This is a charming trifle of a song, pure and simple. But it is a Goethe setting and Brahms, who composed only five solo Goethe songs, takes the text and its provenance seriously. The lyric is from the Singspiel
Claudine von Villa Bella, which Schubert set to music in 1815 (there is, unfortunately, only one surviving act). The genial bandit-chief Rugantino (Crugantino in another version of the play) sings a serenade to the two main female characters, Lucinde (with whom he is enamoured) and the eponymous heroine Claudine. The song is meant to communicate with both girls, a kind of double vision that Brahms translates into music in a most unusual way: the opening words ‘Liebliches’ is set to a descending phrase of quavers—D sharp, C sharp, B. At the distance of a dotted crotchet the pianist’s right hand comments on this in canon—once again, D sharp, C sharp, B—but this time in semiquavers and twice, albeit in adjoining octaves. This device, laborious in explanation, winsome in effect, is applied throughout the first page of the song; one Rugantino phrase in sung quavers is followed by the same notes played in diminution, two little sets of semiquavers, one for each of the girls, all within the context of an ingenious canon between voice and piano.

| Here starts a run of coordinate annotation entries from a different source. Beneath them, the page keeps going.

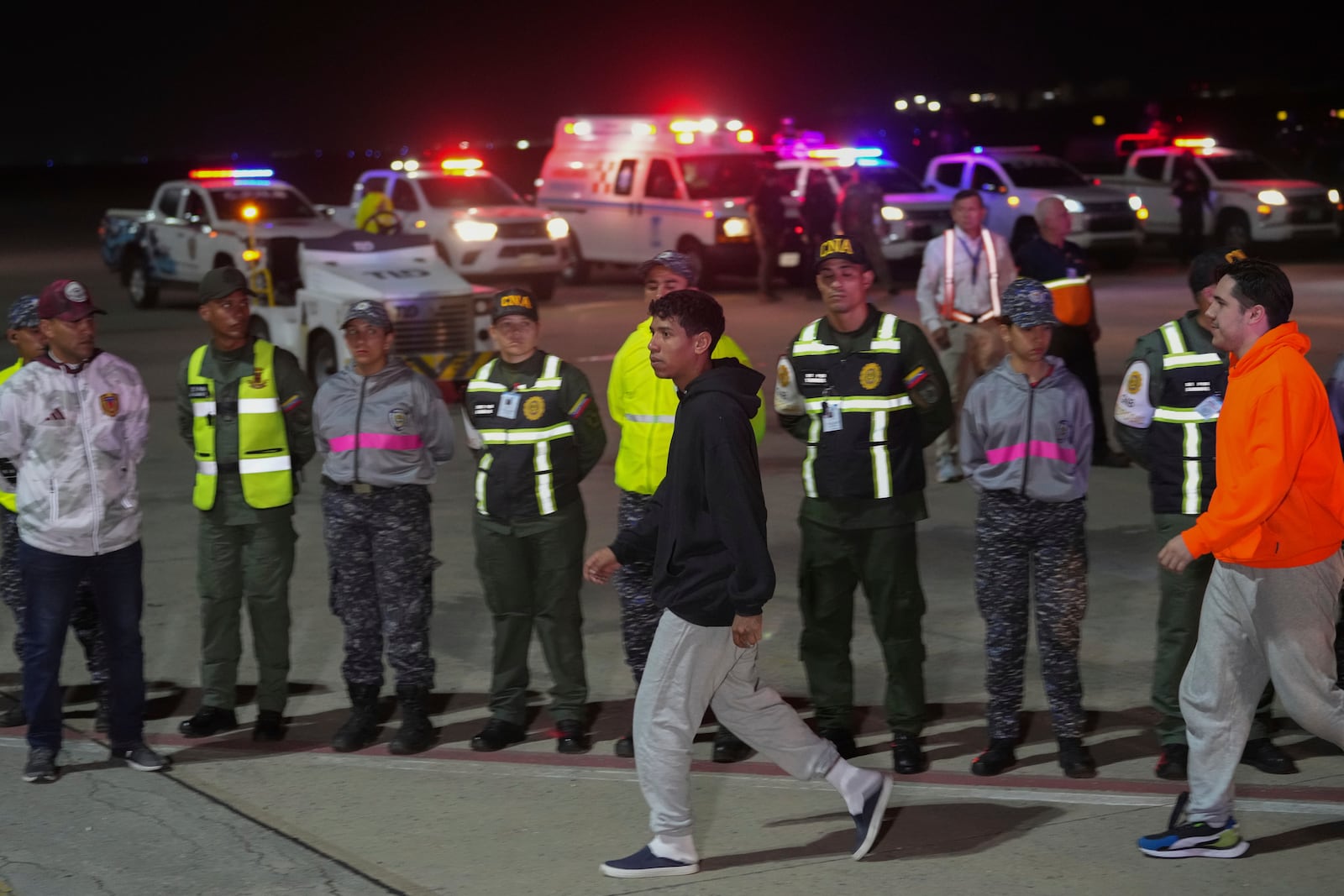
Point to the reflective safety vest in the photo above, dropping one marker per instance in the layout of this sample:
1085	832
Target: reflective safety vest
1182	439
949	288
530	465
1073	300
264	464
875	452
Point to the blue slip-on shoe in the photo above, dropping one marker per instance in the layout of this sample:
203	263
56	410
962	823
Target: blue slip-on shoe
1194	840
645	864
869	822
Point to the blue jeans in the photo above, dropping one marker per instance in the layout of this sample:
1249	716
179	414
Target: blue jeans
51	582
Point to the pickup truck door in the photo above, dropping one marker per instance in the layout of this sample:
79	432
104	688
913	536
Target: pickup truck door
165	237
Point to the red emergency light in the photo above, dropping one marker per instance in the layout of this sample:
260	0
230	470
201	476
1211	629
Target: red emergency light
228	174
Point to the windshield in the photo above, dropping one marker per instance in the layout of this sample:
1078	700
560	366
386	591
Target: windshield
1242	165
894	181
468	190
272	203
1043	172
722	176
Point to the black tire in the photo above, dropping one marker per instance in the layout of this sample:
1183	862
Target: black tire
322	358
1234	228
577	271
140	284
543	288
699	264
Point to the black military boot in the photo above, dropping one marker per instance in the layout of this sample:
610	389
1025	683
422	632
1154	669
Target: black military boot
360	728
417	732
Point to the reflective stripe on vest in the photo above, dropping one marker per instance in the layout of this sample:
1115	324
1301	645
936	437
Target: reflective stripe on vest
1073	300
264	461
539	438
949	289
1191	421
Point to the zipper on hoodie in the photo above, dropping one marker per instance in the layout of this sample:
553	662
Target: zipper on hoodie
360	412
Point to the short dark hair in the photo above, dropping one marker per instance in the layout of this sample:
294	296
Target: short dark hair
1260	282
694	309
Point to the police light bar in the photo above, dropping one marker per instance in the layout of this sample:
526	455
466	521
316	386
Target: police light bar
228	174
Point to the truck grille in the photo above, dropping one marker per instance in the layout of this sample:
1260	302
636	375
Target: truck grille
1310	210
434	325
522	230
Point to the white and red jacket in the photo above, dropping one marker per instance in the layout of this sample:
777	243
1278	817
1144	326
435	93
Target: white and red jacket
387	429
77	436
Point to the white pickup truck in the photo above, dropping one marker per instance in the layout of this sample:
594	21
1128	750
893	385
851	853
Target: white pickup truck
1250	201
203	222
1012	181
476	222
441	322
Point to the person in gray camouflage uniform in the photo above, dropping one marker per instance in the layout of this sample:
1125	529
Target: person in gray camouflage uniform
381	429
26	336
1026	446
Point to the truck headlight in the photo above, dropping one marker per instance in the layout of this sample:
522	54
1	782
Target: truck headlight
557	228
737	228
475	231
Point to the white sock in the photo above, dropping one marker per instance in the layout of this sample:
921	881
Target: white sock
679	849
853	783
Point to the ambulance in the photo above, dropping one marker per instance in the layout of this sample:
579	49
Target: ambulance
635	186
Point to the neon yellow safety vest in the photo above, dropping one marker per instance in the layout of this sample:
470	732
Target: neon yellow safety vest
7	499
264	464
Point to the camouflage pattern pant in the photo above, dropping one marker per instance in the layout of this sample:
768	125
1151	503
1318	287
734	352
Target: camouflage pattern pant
378	548
85	620
635	586
1021	540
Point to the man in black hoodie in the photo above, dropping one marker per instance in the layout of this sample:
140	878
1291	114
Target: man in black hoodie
705	531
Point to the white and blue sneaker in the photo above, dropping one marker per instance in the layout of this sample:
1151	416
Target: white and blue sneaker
867	824
1194	840
645	864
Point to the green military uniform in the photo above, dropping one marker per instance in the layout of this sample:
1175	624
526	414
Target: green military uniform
542	434
1167	421
864	481
245	553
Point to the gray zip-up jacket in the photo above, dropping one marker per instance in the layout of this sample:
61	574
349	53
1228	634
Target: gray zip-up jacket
1032	439
387	429
77	441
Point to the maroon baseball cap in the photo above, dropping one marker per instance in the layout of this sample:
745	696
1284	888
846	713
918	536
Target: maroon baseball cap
66	300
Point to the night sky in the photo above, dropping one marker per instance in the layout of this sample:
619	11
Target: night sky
154	80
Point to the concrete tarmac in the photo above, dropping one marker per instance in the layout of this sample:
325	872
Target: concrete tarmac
234	817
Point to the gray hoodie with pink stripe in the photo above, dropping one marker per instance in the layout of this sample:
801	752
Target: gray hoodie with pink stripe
1032	439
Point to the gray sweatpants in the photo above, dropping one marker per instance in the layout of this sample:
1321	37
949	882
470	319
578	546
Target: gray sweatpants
694	667
1258	625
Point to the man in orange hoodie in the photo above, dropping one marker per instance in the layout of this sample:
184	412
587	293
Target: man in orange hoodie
1274	526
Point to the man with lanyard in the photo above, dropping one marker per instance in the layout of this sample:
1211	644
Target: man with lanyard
1062	268
1167	419
245	407
958	296
644	406
537	432
24	333
864	391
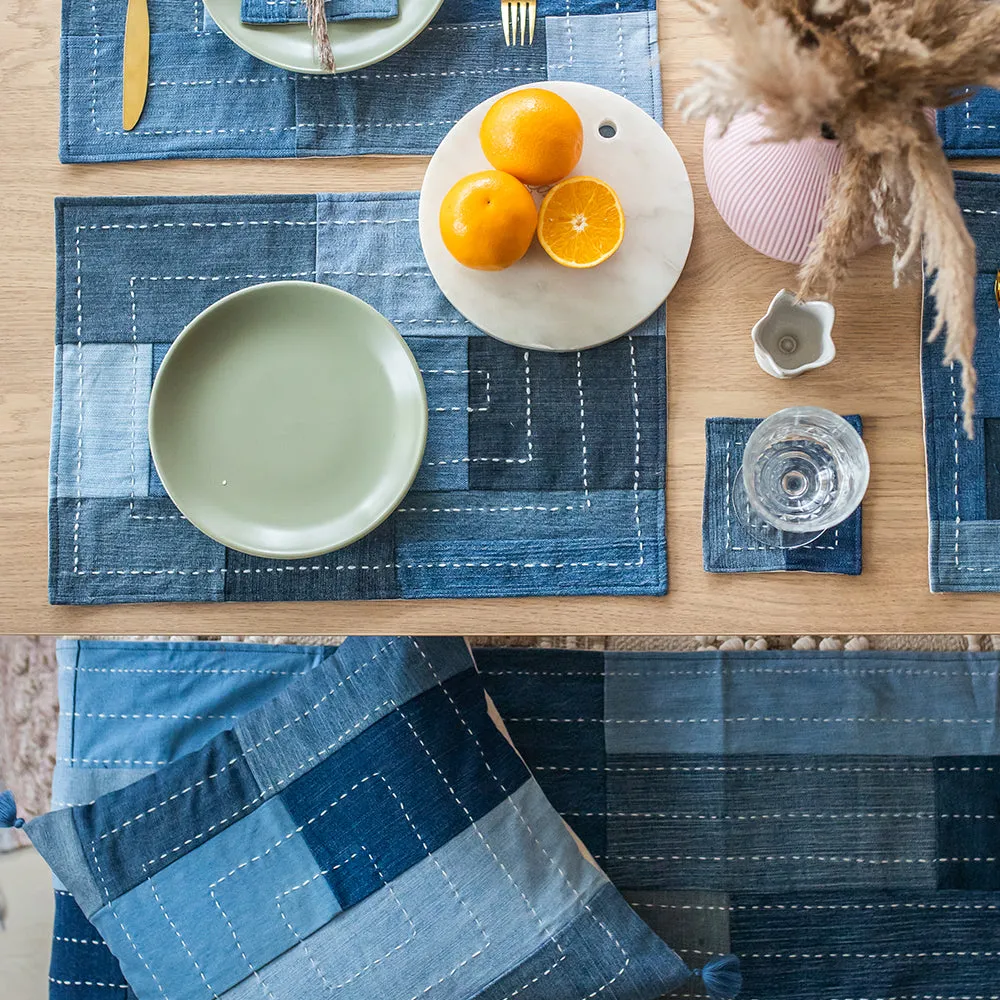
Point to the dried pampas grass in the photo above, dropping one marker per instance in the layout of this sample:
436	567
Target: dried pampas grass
867	69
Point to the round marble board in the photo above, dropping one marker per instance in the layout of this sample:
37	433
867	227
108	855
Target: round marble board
538	304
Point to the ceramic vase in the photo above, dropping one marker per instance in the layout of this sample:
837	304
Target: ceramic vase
771	195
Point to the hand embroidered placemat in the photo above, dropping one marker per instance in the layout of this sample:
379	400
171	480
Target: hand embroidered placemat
972	127
828	817
726	545
208	98
543	472
963	476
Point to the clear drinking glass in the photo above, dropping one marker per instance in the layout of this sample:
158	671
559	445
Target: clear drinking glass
805	470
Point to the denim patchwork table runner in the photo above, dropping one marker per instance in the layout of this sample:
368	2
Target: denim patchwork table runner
963	476
829	817
543	472
208	98
972	127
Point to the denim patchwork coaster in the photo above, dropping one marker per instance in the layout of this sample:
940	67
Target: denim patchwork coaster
963	476
728	548
285	11
543	472
209	98
972	127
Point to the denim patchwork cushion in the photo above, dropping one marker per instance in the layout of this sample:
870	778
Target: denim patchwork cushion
543	472
209	98
371	833
285	11
726	545
972	127
963	475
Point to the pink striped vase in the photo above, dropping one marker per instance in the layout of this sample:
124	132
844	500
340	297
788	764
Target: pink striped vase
771	195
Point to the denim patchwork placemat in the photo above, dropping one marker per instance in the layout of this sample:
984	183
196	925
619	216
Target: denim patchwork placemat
829	817
963	476
285	11
543	472
208	98
726	545
972	127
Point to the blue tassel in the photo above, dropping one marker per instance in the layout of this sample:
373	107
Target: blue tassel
721	977
8	811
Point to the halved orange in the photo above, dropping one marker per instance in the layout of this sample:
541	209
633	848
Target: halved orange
581	222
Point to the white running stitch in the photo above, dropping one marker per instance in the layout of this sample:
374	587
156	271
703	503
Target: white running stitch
87	982
827	858
114	914
819	906
211	777
139	715
968	120
795	720
768	817
180	937
281	781
742	668
767	768
635	479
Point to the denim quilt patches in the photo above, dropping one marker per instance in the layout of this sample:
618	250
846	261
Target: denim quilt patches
370	832
963	476
829	817
543	473
972	127
209	98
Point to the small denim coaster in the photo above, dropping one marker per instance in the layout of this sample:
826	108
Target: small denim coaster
288	11
726	546
972	127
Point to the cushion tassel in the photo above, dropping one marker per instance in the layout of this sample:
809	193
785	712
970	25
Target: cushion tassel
316	9
721	977
8	812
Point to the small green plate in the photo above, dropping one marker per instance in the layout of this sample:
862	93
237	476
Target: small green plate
356	44
288	420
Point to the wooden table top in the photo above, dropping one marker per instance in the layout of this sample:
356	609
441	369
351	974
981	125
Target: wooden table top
725	288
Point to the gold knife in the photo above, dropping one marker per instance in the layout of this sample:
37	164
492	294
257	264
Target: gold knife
135	69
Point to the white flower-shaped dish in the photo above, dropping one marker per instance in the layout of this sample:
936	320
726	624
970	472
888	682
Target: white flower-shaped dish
794	337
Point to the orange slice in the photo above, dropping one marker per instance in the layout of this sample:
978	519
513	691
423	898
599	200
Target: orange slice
581	222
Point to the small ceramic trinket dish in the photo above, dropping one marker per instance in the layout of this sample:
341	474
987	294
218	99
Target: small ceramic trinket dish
794	337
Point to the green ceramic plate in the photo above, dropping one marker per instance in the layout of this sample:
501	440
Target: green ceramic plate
288	419
356	44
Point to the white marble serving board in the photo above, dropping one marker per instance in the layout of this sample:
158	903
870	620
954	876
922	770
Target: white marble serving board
538	304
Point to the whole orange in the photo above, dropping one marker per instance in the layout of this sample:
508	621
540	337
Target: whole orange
488	220
534	134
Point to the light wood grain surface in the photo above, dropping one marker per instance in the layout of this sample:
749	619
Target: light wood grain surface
723	290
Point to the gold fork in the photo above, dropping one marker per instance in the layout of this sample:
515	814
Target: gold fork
514	13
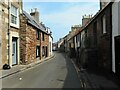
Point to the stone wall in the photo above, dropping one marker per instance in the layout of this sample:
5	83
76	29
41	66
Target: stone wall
44	43
28	42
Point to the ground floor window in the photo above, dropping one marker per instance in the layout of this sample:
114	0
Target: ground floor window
43	51
37	51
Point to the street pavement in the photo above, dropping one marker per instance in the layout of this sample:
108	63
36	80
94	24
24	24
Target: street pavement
57	72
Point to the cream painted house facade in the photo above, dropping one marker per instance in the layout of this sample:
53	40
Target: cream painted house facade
9	35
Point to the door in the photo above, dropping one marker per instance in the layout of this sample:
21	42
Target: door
14	51
117	54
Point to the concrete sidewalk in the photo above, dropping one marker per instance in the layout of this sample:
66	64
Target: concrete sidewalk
19	68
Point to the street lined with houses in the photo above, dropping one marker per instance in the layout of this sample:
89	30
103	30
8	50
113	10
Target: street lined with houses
87	57
58	72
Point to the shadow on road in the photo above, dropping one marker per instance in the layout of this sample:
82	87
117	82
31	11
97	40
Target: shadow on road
72	80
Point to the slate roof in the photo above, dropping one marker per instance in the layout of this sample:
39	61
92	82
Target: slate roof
33	22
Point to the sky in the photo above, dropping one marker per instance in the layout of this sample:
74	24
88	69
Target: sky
60	16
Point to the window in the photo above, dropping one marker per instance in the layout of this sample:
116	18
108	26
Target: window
14	15
43	37
37	51
43	51
103	24
37	34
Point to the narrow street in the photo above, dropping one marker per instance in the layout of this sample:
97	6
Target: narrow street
57	72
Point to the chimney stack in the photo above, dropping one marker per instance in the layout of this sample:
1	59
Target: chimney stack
35	14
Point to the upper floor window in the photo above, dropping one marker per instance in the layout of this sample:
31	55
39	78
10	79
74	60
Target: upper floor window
14	15
37	34
37	51
104	24
43	37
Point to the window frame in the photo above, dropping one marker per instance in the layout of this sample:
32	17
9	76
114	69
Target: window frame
38	34
37	51
43	38
14	16
103	24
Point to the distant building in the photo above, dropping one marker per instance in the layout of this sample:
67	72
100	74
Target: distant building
34	38
9	32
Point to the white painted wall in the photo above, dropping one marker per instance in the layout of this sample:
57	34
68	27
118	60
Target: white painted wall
115	28
50	45
0	37
14	34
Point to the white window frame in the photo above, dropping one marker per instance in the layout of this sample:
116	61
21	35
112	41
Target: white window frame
104	24
17	17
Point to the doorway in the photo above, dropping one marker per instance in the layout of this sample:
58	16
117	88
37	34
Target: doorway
117	54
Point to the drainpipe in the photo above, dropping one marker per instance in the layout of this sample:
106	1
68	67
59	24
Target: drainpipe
9	32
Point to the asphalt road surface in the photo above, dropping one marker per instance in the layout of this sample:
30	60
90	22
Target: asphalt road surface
57	72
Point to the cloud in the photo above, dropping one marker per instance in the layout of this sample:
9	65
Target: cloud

The music is everything that is required, charming and ingratiating and somewhat condescending to the fairer sex in the Italian manner, although this stems directly from Goethe’s playfully remonstrative text. For the final ‘Kannst du mir’s sagen’ (the song’s final ten bars) the nature of the canon changes: two sets of semiquavers in the piano-writing are replaced by a more straightforward mirroring of the vocal quavers by pianistic ones at the distance of a bar: it is as if Rugantino has now focused his attentions on the one girl, Lucinde, who really interests him. There is no surviving Schubert setting of this text, but Brahms must have known the setting of these words, one of a collection of Serenaden, by Beethoven’s teacher Christian Gottlieb Neefe (1748–1798). It is from Neefe that Brahms has taken the title of the song, Serenade, and not Serenate as printed in the Peters edition. There are also two settings by Johann Friedrich Reichardt, and much later ones by Bruch and Medtner.